The decentralized nature comes from the use of distributed ledger blockchain technology.
(9) What is blockchain cryptocurrency? Further reading:
Cryptocurrencies other than Bitcoin are also called altcoins and alternative coins ( English: altcoin), which is partly generated by referring to the ideas, principles, and source code of Bitcoin. It is a virtual currency similar to Bitcoin. There are more than 800 cryptocurrencies in circulation.
From February to April 2017, the proportion of altcoins in the total cryptocurrency market value increased from 15% to nearly 40%.

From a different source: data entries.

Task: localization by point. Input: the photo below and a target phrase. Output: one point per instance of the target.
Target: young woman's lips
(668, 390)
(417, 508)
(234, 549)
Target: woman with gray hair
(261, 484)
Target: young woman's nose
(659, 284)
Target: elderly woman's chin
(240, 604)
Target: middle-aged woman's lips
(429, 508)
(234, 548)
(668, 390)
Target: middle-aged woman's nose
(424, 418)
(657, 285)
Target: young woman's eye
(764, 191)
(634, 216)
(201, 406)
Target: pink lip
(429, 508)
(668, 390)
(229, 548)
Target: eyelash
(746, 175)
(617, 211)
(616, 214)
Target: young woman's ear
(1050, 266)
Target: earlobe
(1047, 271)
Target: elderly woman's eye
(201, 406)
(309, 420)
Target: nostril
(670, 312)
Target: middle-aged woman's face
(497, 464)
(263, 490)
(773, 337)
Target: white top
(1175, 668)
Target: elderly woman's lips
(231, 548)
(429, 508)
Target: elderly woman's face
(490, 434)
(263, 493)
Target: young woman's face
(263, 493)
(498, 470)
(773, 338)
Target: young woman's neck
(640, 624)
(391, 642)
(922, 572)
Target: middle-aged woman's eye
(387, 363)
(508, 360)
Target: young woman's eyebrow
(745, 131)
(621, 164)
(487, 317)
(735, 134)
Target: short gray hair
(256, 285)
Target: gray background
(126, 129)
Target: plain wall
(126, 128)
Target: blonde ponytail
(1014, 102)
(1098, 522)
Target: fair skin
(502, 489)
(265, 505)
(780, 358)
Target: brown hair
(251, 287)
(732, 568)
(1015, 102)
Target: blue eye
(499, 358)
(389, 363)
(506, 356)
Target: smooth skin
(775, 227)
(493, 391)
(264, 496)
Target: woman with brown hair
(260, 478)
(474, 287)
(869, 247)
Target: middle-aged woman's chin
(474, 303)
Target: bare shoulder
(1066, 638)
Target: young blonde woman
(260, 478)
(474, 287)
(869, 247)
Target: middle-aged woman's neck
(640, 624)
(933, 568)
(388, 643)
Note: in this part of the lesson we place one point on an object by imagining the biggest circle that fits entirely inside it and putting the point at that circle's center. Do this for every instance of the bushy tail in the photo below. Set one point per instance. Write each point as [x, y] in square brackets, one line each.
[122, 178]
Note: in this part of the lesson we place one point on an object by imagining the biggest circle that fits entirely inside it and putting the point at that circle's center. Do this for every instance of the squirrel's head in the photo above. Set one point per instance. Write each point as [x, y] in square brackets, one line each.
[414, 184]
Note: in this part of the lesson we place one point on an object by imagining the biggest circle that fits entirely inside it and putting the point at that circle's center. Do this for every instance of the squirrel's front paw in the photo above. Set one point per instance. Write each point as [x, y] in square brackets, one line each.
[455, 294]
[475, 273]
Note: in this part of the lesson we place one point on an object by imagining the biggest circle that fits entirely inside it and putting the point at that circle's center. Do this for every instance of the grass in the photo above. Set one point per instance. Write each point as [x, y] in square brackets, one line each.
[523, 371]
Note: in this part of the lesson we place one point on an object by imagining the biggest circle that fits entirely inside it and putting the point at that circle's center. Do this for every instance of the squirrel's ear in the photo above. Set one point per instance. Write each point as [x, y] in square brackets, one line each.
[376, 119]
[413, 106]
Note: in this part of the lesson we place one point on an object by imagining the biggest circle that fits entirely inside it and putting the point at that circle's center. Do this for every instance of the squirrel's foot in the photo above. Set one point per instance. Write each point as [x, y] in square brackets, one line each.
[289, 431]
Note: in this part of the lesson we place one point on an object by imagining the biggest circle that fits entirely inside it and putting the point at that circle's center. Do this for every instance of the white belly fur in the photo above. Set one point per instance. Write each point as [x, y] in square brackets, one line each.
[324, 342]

Since Bitcoin itself does not have an authoritative issuing agency and national power to maintain its authority and uniqueness, Bitcoin and its imitators can only get along equally. Although it is the earliest virtual currency, It is also the most well-known and familiar to people. It also has the largest user online community, has a strong network effect, and is also the cryptocurrency with the highest market value most of the time, but it does not have an absolutely exclusive status.